If it fails once we are well past AlphaZero, or even just more moderate superhuman AI research, this is good, as this means the “automate AI alignment” plan has a safe buffer zone.
If it fails before AI automates AI research, this is also good, because it forces them to invest in alignment.
That assumes AI firms learn the lessons needed from the failures. Our experience shows that they don’t, and they keep making systems that predictably are unsafe and exploitable, and they don’t have serious plans to change their deployments, much less actually build a safety-oriented culture.
First, strongly agreed on the central point—I think that as a community, we’ve been too heavily investing in the tractable approaches (interpretability, testing, etc.) without having the broader alignment issues taking front stage. This has led to lots of bikeshedding, lots of capabilities work, and yes, some partial solutions to problems.

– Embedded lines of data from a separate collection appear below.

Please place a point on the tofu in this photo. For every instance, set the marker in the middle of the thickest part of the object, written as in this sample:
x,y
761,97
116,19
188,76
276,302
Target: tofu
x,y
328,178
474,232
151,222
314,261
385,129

That said, I am concerned about what happens if interpretability is wildly successful—against your expectations. That is, I see interpretability as a concerning route to attempted alignment even if it succeeds in getting past the issues you note on “miss things,” “measuring progress,” and “scalability,” partly for reasons you discuss under obfuscation and reliability. Wildly successful and scalable interpretability without solving other parts of alignment would very plausibly function as a very dangerously misaligned system, and the methods for detection themselves arguably exacerbate the problem. I outlined my potential concerns about this case in more detail in a post here. I would be very interested in your thoughts about this. (And thoughts from @Buck / @Adam Shai as well!)